DEAD state is not currently possible, since VACUUM does not attempt to
remove unused inner tuples.
+
VACUUM
VACUUM (or more precisely, spgbulkdelete) performs a single sequential scan
@@ -302,13 +321,16 @@ performed; otherwise, it does an spgbulkdelete scan with an empty target
list, so as to clean up redirections and placeholders, update the free
space map, and gather statistics.
+
LAST USED PAGE MANAGEMENT
-List of last used pages contains four pages - a leaf page and three inner
-pages, one from each "triple parity" group.
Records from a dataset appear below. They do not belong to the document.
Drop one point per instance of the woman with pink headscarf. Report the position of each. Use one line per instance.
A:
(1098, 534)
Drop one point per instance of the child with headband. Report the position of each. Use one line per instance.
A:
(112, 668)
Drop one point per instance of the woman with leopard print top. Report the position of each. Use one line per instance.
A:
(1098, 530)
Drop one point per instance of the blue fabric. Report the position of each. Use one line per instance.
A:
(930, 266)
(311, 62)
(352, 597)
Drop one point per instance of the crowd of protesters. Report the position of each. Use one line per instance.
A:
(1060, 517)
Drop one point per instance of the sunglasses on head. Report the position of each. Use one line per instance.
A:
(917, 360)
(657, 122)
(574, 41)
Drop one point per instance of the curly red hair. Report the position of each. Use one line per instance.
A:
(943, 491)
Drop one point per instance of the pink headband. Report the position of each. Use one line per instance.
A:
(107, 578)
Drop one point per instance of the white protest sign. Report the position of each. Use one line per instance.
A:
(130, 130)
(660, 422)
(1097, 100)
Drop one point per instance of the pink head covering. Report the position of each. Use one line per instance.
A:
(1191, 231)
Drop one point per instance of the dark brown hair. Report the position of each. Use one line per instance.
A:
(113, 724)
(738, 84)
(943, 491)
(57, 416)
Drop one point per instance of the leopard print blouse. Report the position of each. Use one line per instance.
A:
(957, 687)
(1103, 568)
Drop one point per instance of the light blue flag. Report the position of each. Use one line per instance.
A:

This list is stored between
-calls on the index meta page, but updates are never WAL-logged to decrease
-WAL traffic. Incorrect data on meta page isn't critical, because we could
-allocate a new page at any moment.
+The list of last used pages contains four pages - a leaf page and three
+inner pages, one from each "triple parity" group. (Actually, there's one
+such list for the main tree and a separate one for the nulls tree.) This
+list is stored between calls on the index meta page, but updates are never
+WAL-logged to decrease WAL traffic. Incorrect data on meta page isn't
+critical, because we could allocate a new page at any moment.